The CNT places emphasis on educating the next generation of researchers. This includes traditional programs at the graduate level, but also programs designed for undergraduates, K-12 students, and K-12 teachers to encourage diversity and inclusion of minorities and persons with disabilities. The CNT operates as a host site for NSF programs, including: Research Experiences for Undergraduates and Research Experiences for Teachers.

=== Undergraduates (REU)===
As a host site for NSF's REU program, the CNT hosts students from across the United States for ten weeks during the summer. REU students conduct research in CNT labs, attend lectures and take part in classes covering scientific communications and research methods.

=== Veterans (REV)===
The center sponsors a program for veterans on the University of Washington's Seattle campus. Similar to the REU program, participants from across the United States take part in research at the interface of biology and engineering for ten weeks during the summer. REV participants work in CNT labs, attend lectures and learn about scientific communications and research methods.

=== Teachers (RET)===
Similar to the NSF REU program, the RET program places teachers in CNT labs. Participating teachers develop lesson plans to take back to the classroom; these lesson plans are posted on the CNT website for anyone to access and use.

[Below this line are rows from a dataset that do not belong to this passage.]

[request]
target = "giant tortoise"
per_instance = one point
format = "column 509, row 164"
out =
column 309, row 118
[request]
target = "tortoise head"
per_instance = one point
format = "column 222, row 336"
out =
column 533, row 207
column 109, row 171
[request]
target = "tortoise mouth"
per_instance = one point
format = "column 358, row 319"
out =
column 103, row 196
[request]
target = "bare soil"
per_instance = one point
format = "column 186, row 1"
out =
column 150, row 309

===Young Scholars Program (YSP)===
The Young Scholars Program is a summer program designed to give high school students the opportunity to conduct research in an academic laboratory setting before entering college. In 2017, the CNT piloted a condensed version of this program called YSP-REACH. YSP-REACH is a five-day summer program at the University of Washington. High school students receive an introduction to neuroscience and neural engineering, neuroethics, scientific communication and the latest developments in brain-computer interfaces. The goal of YSP and YSP-REACH is to provide students with exposure to the field of neural engineering and provide basic preparation for college studies in STEM subjects as well as future STEM careers.

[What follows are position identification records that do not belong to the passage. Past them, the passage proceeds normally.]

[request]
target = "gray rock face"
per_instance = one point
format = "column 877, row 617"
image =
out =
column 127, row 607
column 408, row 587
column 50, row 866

===Undergraduate Curriculum===
The CNT has developed new undergraduate curriculum for the University of Washington that includes the course Neural Engineering, Neural Engineering Lab and Neural Engineering Tech Studio. An undergraduate minor in Neural Computation and Engineering is now available. Materials from these courses will be disseminated to partner institutions.

===Graduate Curriculum===
The CNT has developed new curriculum for a graduate certificate in Neural Computation and Engineering that includes two new courses. In addition, the CNT supports exchange students to promote an international spirit of collaboration within the field.